Jean-Paul Sartre:
" Man, says, Marx, is an object to man. That is true. But it is also true that I am a subject to myself insofar as my fellow man is an object to me. And that is what separates us. He and I are not homogeneous: we cannot be a part of the same whole except in the eyes of a third person who perceives us both as a single object. If we could all be, simultaneously and reciprocally, both object and subject for each other and by each other, or if we could all sink together into an objective totality, or if, as in the kantian city of ends, we were never anything but subjects recognizing themselves as subjects, the separations would cease to exist."
" But we cannot carry matters to an extreme in either direction: we cannot all be objects unless it be for a transcendent subject, nor can we all be subjects unless we undertake the impossible liquidation of all objectivity.
As for absolute reciprocity, it is concealed by the historical conditions of class and race, by nationalities, by the social hierarchy. A leader is never a subject to his subordinates; if he is, he loses authority. He is rarely a subject to his superiors. Thus, we live in a state of familiar and unthinking vagueness; we pass unnoticed. In our profession, our family, our party, we are not quite objects and not quite subjects.
The Other is that instrument which obeys the voice, which regulates, divides, distributes, and it is, at the same time, that warm, diffused atmosphere which envelops us; and that is what we, too, are for others and consequently for ourselves.

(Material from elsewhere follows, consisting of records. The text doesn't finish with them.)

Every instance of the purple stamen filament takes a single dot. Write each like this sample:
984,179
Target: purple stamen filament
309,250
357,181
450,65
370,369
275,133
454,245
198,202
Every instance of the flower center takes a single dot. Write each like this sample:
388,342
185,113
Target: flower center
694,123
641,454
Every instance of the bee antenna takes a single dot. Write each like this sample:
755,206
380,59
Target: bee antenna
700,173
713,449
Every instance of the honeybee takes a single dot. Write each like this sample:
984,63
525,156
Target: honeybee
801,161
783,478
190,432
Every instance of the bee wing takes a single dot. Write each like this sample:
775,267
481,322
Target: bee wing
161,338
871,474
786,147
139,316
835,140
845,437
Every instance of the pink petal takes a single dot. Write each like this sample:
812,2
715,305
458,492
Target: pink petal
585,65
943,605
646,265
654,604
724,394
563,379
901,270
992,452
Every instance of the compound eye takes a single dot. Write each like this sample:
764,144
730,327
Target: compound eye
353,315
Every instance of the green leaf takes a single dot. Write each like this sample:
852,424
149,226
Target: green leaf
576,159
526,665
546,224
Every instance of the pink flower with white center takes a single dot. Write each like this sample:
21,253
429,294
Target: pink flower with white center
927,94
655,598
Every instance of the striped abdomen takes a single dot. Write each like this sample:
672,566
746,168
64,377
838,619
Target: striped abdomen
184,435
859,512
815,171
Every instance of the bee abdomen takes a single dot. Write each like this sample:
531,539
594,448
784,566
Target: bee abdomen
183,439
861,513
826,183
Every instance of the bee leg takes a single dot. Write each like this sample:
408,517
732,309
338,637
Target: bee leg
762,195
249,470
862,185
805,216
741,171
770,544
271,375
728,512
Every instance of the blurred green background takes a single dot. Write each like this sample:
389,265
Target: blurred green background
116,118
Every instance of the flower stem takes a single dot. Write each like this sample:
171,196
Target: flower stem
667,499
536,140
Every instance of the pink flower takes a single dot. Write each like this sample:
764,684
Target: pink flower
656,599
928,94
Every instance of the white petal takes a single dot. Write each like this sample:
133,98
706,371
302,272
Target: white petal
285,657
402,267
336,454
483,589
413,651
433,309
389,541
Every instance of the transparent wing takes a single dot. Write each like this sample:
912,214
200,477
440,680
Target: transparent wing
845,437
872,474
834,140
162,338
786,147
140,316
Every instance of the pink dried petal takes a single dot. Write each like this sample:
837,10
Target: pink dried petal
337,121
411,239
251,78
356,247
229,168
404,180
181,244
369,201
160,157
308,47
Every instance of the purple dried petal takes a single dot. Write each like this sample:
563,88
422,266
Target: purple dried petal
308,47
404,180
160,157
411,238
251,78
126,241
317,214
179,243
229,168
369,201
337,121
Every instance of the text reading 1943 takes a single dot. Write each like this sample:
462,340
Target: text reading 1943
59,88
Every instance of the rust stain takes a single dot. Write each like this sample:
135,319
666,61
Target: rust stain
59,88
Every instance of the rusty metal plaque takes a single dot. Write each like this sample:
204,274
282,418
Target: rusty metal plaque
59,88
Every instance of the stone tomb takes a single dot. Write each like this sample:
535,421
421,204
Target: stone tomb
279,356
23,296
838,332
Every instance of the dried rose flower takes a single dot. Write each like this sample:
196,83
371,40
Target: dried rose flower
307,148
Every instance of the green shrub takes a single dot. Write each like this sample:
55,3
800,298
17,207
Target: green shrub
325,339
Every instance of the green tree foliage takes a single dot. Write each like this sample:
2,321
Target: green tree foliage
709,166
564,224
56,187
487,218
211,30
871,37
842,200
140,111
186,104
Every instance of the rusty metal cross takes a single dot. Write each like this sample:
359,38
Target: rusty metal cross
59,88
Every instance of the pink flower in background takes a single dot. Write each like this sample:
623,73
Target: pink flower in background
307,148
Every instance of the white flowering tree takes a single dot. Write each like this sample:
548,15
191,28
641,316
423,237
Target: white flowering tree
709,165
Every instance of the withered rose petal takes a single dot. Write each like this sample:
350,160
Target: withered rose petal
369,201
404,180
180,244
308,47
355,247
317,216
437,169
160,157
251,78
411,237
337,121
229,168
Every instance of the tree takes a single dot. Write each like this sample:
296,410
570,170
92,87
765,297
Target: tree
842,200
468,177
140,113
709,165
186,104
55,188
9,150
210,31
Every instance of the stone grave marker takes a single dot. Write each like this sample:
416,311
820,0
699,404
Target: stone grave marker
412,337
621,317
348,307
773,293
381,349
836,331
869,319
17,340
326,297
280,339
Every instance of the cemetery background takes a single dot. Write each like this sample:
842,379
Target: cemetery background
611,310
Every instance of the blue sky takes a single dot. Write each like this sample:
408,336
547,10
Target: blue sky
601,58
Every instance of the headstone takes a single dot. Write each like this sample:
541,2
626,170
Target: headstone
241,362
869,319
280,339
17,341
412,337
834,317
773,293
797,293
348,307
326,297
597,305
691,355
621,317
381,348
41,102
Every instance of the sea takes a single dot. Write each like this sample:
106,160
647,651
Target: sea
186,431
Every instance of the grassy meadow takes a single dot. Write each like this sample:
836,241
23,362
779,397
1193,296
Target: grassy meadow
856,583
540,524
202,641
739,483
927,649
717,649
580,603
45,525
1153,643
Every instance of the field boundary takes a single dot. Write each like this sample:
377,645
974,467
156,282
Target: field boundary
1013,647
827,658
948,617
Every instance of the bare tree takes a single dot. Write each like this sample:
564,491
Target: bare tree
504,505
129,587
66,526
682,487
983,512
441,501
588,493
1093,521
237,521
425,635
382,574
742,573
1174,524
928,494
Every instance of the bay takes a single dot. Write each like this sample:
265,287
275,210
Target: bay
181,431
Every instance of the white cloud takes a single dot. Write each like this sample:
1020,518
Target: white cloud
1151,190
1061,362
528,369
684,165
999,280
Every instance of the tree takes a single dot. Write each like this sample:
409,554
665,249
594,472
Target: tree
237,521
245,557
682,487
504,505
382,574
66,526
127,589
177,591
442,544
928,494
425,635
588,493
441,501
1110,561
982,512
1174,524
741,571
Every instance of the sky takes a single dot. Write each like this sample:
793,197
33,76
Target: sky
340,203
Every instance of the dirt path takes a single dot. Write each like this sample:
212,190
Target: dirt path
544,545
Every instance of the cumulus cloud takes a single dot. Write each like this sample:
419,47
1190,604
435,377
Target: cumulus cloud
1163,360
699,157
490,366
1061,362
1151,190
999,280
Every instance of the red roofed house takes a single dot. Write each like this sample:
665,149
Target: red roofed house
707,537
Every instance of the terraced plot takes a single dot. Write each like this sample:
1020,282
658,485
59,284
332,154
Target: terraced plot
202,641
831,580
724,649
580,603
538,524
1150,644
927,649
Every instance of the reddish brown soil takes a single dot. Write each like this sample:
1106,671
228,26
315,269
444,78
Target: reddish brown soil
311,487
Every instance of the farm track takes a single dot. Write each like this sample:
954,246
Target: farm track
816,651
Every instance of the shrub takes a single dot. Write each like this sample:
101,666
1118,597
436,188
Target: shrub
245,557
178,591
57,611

However, this immediate vagueness contains the germ of disequilibrium: you are with all, you write for all, you take God to witness, or the human race, or your next door neighbor; you are the docile instrument of a family, of a social group, of a profession, of a party, of a church; you receive your thoughts from the outside by means of newspapers, the radio, lectures and speeches and immediately redistribute them; not a moment goes by without your speaking and listening, and what you say and hear is whatever anyone would have said or heard in your place; from morning to night you submit to the tyranny of the human visage, you have no secrets, no mystery, nor do you want to have any-- and yet, in a certain way, you are alone.
And I do not locate this solitude in our private life, which is only a sector of public life, nor in our tastes, which are public and shared:
I find it everywhere."
--from "Saint Genet: Comedien et Martyr", 1952. Translated from French by Bernard Frechtman, 1963.